Fotografía sin cámara – 1994/2000

  














Desde mis primeros trabajos me interesó desarmar el procedimiento y reducirlo a sus elementos más básicos. Luz, tiempo, materia fotosensible y alguna cosa interpuesta entre ellos. ¿Qué otra cosa hace falta para que haya fotografía?

El fotograma sobre papel fue uno de los primeros procesos que elegí. Fotografía de contacto, un objeto toca el papel. Cada impresión mantiene una relación de uno a uno con su referente. La luz, si puede, atraviesa los objetos y produce imágenes en transparencias y opacidades. Si no, los rodea y genera una silueta plana, blanco sobre negro. Me interesa esa fotografía elemental, en la que las cosas intervienen materialmente en la producción de su propia apariencia.

Después, el deseo de aumentar el tamaño de esas imágenes. Cambio de soporte. El objeto se apoya en una película que será un negativo e irá a la ampliadora. Más tarde, una variación: colocar los objetos directamente en la ampliadora. En todos los casos, asombro por el fuera de escala.

Trabajo con lo que tengo a mano. Lo primero fue el papel: unos cuantos recibos, hojas de una agenda, una serie de mensajes de las galletas de la fortuna. Luego llegaron pequeñas cosas de todos los días. La colección reúne peine, blíster, llave, galletita, saquito de té, cepillo de dientes. Aprecio la disponibilidad de lo cercano.

Los boletos del transporte público formaron otro grupo. Objetos de circulación, numerados y seriados, destinados al uso y al descarte.
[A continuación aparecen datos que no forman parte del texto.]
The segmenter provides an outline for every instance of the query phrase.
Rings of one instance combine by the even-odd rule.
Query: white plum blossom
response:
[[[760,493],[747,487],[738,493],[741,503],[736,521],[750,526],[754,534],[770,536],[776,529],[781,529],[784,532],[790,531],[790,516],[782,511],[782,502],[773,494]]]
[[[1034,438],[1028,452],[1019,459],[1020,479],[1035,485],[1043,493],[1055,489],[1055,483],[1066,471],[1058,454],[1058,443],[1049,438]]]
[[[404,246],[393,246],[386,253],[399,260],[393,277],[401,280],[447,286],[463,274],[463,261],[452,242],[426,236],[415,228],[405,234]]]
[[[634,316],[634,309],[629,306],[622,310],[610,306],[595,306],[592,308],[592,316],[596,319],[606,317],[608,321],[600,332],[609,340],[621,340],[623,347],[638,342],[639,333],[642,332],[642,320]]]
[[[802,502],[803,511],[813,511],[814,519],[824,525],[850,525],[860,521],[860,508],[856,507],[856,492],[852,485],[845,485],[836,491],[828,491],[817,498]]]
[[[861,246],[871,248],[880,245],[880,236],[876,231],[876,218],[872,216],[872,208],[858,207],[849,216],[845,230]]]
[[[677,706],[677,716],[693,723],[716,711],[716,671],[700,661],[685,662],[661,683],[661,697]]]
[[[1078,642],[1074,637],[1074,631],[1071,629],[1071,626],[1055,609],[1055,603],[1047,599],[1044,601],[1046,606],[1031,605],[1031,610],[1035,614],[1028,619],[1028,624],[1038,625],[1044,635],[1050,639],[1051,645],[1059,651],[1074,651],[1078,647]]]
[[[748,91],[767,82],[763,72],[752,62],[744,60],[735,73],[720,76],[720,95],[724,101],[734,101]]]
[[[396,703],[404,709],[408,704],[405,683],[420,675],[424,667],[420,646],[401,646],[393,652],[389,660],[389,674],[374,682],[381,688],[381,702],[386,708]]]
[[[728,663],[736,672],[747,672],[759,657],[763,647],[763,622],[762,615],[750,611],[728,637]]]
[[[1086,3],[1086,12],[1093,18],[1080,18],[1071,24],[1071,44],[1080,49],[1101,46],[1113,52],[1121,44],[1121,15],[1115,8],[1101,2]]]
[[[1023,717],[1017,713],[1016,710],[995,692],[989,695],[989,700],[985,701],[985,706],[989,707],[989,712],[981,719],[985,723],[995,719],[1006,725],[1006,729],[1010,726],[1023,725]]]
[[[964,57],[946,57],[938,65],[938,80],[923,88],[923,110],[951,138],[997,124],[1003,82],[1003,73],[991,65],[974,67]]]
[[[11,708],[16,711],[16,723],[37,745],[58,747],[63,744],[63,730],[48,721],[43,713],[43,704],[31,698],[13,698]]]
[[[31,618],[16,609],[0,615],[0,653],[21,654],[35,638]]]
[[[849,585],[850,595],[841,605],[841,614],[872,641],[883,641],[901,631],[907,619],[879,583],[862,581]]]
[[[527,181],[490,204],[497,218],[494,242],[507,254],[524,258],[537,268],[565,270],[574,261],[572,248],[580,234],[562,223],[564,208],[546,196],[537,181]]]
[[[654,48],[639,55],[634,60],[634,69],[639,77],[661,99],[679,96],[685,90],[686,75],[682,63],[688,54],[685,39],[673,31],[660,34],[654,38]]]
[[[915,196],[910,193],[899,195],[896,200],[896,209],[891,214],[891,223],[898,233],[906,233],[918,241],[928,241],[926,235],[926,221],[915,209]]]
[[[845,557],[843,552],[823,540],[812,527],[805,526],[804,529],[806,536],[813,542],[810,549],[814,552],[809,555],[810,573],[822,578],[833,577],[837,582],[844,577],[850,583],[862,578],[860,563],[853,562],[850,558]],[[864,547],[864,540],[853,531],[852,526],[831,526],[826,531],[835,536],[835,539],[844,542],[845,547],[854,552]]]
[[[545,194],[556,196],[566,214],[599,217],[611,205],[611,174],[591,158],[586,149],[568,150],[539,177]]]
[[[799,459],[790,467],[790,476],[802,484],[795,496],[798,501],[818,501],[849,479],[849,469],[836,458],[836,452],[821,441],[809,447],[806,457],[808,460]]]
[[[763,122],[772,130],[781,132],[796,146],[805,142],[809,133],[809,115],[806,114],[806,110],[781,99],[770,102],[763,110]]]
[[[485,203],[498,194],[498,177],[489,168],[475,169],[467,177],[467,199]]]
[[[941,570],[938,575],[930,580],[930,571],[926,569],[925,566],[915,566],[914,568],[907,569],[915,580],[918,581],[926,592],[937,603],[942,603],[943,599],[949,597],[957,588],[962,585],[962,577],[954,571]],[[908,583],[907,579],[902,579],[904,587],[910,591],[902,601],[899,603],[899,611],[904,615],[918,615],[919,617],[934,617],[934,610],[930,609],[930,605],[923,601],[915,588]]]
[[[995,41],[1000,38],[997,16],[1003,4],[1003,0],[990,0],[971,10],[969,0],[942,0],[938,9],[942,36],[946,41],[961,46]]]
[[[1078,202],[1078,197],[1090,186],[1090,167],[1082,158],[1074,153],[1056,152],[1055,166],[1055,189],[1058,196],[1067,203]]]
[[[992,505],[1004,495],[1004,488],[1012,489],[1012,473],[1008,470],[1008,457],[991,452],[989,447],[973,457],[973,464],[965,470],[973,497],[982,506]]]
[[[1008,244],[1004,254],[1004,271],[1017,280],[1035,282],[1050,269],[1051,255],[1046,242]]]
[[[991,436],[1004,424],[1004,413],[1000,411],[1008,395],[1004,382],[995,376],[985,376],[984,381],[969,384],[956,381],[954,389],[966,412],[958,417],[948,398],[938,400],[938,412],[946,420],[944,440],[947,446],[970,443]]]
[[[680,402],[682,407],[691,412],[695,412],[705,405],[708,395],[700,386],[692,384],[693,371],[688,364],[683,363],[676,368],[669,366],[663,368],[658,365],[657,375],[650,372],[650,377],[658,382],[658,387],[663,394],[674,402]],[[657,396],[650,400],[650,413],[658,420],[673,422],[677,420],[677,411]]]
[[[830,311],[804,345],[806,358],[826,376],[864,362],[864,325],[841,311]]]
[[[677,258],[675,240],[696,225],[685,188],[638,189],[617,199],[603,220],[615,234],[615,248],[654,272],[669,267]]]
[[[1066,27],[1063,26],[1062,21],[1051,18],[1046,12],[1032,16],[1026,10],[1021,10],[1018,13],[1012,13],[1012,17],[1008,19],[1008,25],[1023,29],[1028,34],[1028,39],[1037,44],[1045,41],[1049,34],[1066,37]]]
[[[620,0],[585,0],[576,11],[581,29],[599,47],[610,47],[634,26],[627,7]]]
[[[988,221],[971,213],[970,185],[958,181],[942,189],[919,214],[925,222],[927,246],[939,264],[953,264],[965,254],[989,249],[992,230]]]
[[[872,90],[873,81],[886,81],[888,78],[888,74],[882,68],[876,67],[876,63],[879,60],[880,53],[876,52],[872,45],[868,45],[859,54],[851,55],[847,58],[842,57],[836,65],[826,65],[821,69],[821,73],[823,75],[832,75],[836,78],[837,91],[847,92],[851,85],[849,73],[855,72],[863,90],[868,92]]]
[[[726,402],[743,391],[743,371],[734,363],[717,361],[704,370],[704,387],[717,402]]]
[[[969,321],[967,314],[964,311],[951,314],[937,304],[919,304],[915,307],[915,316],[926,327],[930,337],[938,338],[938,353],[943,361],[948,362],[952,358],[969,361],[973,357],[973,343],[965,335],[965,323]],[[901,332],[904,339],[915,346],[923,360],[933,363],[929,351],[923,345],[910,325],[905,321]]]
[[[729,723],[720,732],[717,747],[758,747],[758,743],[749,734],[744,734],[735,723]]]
Los números de turno y los calendarios introducen la preocupación por las formas que inventamos para contar, dividir y administrar el tiempo.
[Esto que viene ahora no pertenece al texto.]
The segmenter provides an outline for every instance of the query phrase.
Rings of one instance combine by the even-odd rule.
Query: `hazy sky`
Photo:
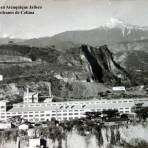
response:
[[[0,0],[0,6],[30,4],[43,9],[34,15],[0,14],[0,37],[52,36],[67,30],[96,28],[111,18],[148,26],[148,0]]]

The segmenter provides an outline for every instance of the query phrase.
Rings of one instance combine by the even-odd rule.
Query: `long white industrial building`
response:
[[[0,101],[0,120],[7,120],[13,116],[20,116],[30,122],[51,120],[71,120],[85,117],[86,112],[117,109],[121,114],[132,114],[132,108],[143,103],[148,106],[148,98],[135,99],[111,99],[52,102],[52,98],[44,102],[38,102],[37,93],[25,93],[22,103],[13,104],[10,110],[6,110],[7,102]]]

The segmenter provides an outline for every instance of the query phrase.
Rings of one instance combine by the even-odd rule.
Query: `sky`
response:
[[[42,9],[35,10],[34,15],[0,14],[0,37],[53,36],[64,31],[97,28],[111,18],[148,26],[148,0],[0,0],[0,6],[7,5],[36,5]]]

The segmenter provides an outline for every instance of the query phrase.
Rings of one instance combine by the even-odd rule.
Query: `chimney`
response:
[[[51,95],[51,83],[50,82],[48,83],[48,87],[49,87],[49,98],[51,98],[52,95]]]
[[[29,88],[27,87],[27,99],[29,99]]]

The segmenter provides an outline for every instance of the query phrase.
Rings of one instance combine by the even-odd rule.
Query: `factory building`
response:
[[[148,98],[52,102],[50,89],[48,98],[43,102],[38,100],[38,93],[27,90],[24,93],[23,102],[13,104],[13,107],[8,111],[6,110],[6,102],[0,101],[0,120],[7,120],[13,116],[20,116],[30,122],[42,122],[52,118],[59,121],[72,120],[85,117],[86,112],[116,109],[121,114],[133,114],[132,108],[136,104],[142,103],[143,106],[148,106]]]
Finalmente aparece el cuerpo humano, en su versión de minúsculos desechos. Pequeñas materias desprendidas que la fotografía vuelve visibles. A veces son copiadas por contacto; otras, colocadas en la ampliadora. El cambio de escala las vuelve extrañas.

Objetos planos y tridimensionales, fragmentos de cuerpos: materiales circunstanciales para una misma investigación.